Methods: This was a retrospective study of hospitalized patients who received C/T ≥48 hours for MDR-PA osteomyelitis between 6/2015 and 7/2017. MDR-PA was defined as resistance to ≥1 antibiotic from ≥3 antibiotic classes. Osteomyelitis was diagnosed by imaging, presence of systemic inflammatory signs and symptoms, elevated C-reactive protein, and positive culture for MDR-PA. Combination antibiotic therapy was defined as systemic antibiotics susceptible to MDR-PA for ≥48 hours with C/T. Clinical cure was defined as complete or partial resolution of signs and symptoms of infection without need for escalation of antimicrobials during inpatient and outpatient therapy.

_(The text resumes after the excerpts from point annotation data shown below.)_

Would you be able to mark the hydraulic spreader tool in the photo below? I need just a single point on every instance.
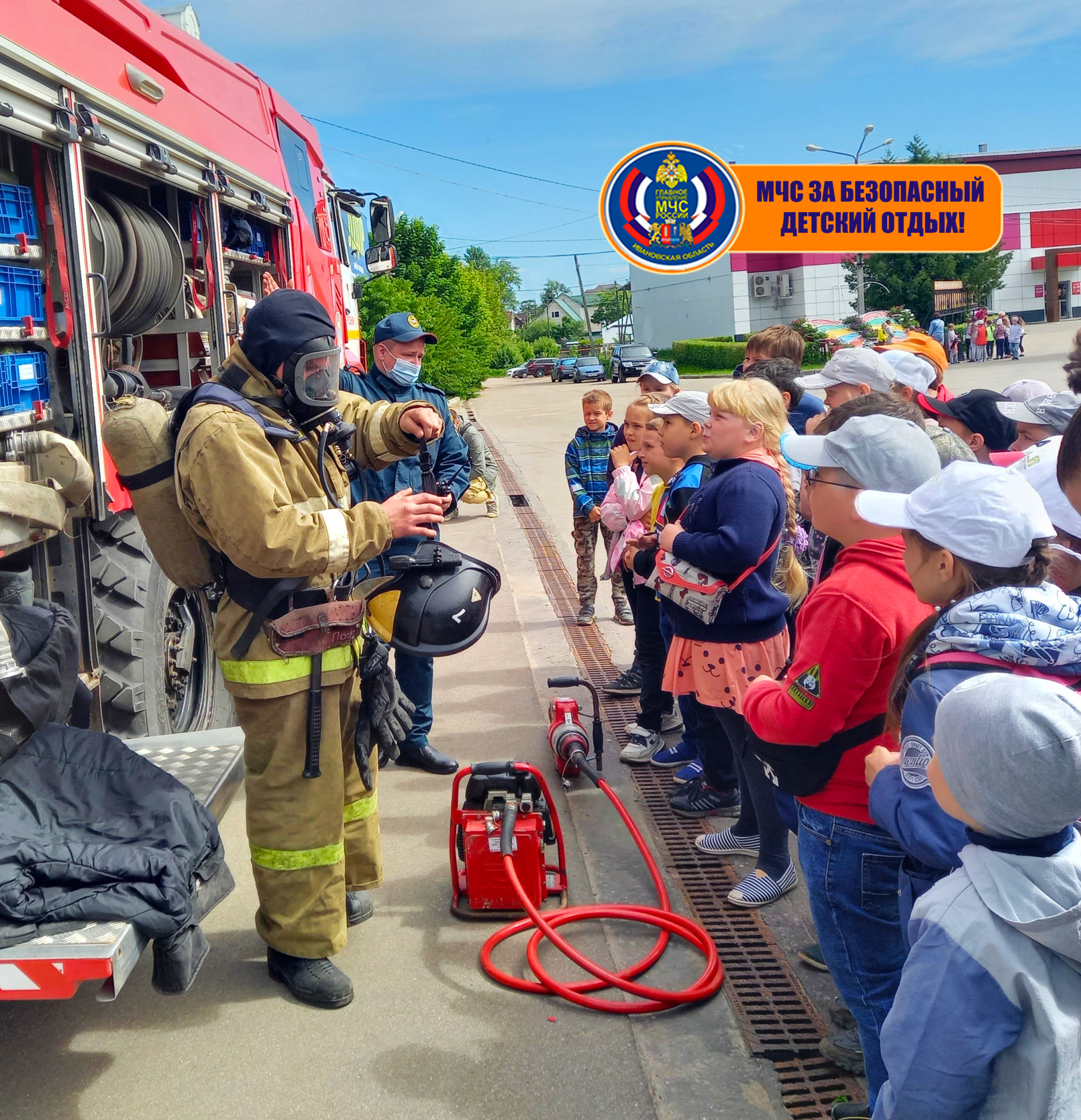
(500, 837)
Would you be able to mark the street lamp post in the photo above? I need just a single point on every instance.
(855, 158)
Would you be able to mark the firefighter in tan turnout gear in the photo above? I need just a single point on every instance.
(263, 461)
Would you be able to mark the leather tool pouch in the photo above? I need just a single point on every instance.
(307, 631)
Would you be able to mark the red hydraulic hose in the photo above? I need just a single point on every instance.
(664, 918)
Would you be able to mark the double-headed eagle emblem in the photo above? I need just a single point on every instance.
(672, 173)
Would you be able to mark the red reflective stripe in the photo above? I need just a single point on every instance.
(208, 260)
(43, 192)
(51, 982)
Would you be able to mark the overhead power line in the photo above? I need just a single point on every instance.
(469, 186)
(456, 160)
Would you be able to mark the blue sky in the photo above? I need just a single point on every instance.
(564, 90)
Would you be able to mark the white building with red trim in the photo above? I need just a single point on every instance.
(744, 293)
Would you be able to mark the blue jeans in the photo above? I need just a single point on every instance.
(416, 677)
(852, 872)
(686, 703)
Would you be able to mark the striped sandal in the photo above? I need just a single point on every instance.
(760, 890)
(726, 844)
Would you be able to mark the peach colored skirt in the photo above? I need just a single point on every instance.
(719, 673)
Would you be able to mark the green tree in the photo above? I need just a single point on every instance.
(463, 304)
(506, 276)
(909, 278)
(546, 347)
(552, 291)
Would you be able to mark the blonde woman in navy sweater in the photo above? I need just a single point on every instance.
(740, 527)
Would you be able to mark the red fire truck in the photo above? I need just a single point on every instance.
(151, 191)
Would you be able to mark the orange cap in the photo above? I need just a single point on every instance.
(917, 342)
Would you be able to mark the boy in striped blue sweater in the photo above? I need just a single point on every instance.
(586, 463)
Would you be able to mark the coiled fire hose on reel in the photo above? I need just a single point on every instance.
(546, 928)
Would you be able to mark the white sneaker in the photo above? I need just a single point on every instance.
(672, 722)
(641, 746)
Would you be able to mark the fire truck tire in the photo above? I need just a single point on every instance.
(159, 674)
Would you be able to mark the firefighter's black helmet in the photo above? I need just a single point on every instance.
(439, 603)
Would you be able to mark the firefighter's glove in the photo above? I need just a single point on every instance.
(386, 715)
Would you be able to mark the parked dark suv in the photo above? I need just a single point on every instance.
(539, 367)
(589, 368)
(564, 369)
(629, 360)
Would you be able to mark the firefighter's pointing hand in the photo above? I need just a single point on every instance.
(422, 423)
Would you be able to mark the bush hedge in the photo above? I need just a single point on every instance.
(707, 354)
(717, 354)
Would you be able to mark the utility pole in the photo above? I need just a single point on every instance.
(585, 306)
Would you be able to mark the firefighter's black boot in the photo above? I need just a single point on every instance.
(318, 982)
(359, 907)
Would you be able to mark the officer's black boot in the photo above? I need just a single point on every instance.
(359, 907)
(318, 982)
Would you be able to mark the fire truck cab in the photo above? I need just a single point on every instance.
(151, 192)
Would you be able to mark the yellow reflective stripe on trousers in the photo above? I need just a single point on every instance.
(364, 809)
(284, 669)
(285, 861)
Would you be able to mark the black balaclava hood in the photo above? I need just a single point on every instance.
(281, 324)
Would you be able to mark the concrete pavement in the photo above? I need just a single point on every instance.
(428, 1038)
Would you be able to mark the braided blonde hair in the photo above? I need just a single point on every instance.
(759, 402)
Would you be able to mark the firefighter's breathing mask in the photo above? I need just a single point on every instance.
(311, 378)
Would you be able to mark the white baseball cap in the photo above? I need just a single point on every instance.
(979, 512)
(879, 452)
(1039, 470)
(852, 366)
(691, 405)
(1026, 389)
(911, 370)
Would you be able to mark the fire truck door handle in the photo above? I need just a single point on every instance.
(105, 301)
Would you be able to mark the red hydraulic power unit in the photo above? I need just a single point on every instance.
(480, 884)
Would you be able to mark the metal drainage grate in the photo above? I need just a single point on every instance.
(777, 1019)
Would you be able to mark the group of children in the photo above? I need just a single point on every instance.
(915, 717)
(986, 337)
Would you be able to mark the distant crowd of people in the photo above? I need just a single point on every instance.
(863, 614)
(984, 335)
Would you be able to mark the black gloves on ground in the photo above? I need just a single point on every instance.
(386, 715)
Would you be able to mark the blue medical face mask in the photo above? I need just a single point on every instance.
(404, 374)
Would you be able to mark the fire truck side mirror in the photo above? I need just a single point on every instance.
(381, 259)
(381, 221)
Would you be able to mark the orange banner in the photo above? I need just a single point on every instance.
(869, 209)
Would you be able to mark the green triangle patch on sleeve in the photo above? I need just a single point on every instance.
(810, 682)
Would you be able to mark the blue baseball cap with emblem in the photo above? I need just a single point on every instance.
(403, 328)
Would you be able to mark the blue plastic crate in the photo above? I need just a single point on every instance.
(24, 379)
(21, 295)
(17, 213)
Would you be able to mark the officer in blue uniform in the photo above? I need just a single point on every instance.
(398, 353)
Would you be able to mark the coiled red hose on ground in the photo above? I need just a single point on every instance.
(663, 917)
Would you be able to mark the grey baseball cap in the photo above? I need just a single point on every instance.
(691, 405)
(1055, 410)
(1010, 749)
(853, 366)
(880, 453)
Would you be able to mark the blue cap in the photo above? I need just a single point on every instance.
(403, 328)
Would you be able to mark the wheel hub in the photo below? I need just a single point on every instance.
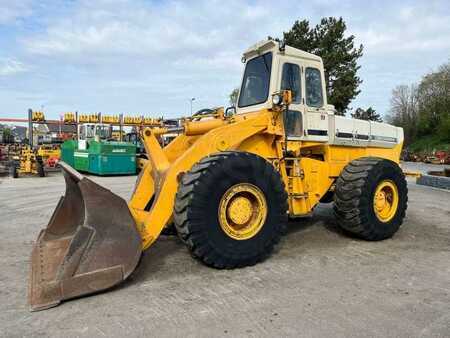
(242, 211)
(385, 200)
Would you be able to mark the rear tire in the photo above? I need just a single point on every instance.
(354, 202)
(197, 209)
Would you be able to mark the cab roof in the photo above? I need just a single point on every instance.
(272, 45)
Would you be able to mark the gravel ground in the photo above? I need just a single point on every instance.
(318, 283)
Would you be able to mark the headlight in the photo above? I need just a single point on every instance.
(276, 99)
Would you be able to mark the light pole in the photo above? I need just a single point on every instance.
(192, 100)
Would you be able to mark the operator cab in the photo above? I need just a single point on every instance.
(93, 132)
(271, 67)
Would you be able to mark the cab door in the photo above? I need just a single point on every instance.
(316, 116)
(290, 79)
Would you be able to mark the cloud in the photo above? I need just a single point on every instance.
(13, 10)
(142, 55)
(408, 28)
(11, 67)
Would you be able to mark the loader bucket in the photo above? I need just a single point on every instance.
(90, 244)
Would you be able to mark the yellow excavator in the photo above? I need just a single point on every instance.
(229, 182)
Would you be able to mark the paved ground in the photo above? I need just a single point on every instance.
(318, 283)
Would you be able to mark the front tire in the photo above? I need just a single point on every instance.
(371, 198)
(231, 209)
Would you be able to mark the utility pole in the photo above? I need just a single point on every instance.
(192, 100)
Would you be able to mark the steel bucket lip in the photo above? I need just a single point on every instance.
(90, 244)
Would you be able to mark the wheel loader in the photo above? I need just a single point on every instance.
(229, 182)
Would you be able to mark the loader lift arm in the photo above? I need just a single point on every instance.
(166, 176)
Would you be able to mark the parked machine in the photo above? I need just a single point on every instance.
(26, 162)
(95, 152)
(229, 181)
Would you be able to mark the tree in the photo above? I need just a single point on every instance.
(234, 96)
(434, 103)
(423, 110)
(370, 114)
(404, 110)
(339, 54)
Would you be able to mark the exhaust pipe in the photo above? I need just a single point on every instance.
(90, 244)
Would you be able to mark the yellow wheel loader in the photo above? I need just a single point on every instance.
(229, 182)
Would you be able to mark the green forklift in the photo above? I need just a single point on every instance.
(96, 152)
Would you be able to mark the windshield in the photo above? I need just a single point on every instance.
(103, 132)
(255, 85)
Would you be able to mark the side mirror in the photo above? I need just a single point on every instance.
(230, 111)
(282, 98)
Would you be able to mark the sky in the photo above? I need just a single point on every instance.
(151, 57)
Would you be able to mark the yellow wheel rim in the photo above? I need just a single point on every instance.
(385, 200)
(242, 211)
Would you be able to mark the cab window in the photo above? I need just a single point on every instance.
(290, 80)
(255, 85)
(313, 86)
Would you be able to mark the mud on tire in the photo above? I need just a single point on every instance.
(354, 196)
(197, 203)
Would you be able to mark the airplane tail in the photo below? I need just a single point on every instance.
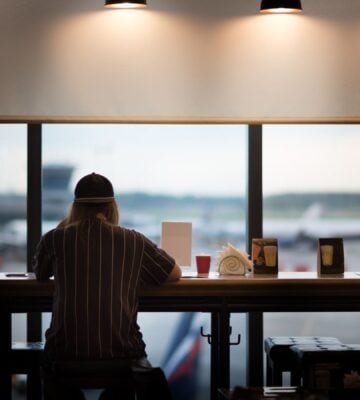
(181, 361)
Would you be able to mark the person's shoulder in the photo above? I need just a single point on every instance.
(133, 233)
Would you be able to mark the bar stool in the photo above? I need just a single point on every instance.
(118, 376)
(279, 357)
(328, 366)
(25, 359)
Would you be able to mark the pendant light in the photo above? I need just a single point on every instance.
(280, 6)
(125, 4)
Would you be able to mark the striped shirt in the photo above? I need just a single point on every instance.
(98, 269)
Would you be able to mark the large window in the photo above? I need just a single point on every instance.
(311, 190)
(193, 173)
(13, 178)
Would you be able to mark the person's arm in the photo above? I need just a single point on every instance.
(175, 274)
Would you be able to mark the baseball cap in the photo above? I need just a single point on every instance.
(94, 188)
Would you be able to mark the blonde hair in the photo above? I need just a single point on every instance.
(82, 212)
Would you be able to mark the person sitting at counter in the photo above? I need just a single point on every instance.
(98, 268)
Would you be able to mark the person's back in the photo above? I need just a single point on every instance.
(98, 269)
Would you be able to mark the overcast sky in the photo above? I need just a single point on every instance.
(191, 159)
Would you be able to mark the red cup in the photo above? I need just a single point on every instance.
(203, 265)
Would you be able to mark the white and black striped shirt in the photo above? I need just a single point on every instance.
(98, 269)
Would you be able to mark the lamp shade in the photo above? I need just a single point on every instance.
(125, 4)
(280, 6)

Microbiological success is defined as eradication of MDR-PA in follow-up bone cultures. Descriptive statistics were used and presented at percent or median [Interquartile range].
Results: 18 patients met inclusion and 4 patients were lost to follow-up. Demographics were male (81.2%), age 58.5 [53.5-68.5] years, 61.1% admitted to ICU, Charlson Comorbidity Index 5.5 [4-8] and APACHE II score 13.5 [11-21]. Site of osteomyelitis was pelvic in 55.6%, sacral in 22.2% and other sites in 22.2%. Surgical debridement occurred in 22.2%, and osteomyelitis was polymicrobial in 77.8%. Duration of hospitalization was 23.5 [12-37] days and all cause in-patient mortality was 16.7%. Median mean inhibitory concentration of C/T was 2 [2-4] mcg/mL. Median total duration of C/T was 42 [27-42] days. Combination antibiotics were used in 27.8% (16.7% polymyxins, 11.1% aminoglycosides, 5.6% ciprofloxacin) and 2 patients on polymyxins developed renal insufficiency. No patient developed hypersensitivity, neurologic events or C. difficile infections. Overall, clinical cure was 64.3% and 4 patients had repeat cultures with 75% achieving a microbiologic cure.
Conclusion: These preliminary data suggest C/T maybe an option for treating patients with MDR-PA osteomyelitis, but more data are needed.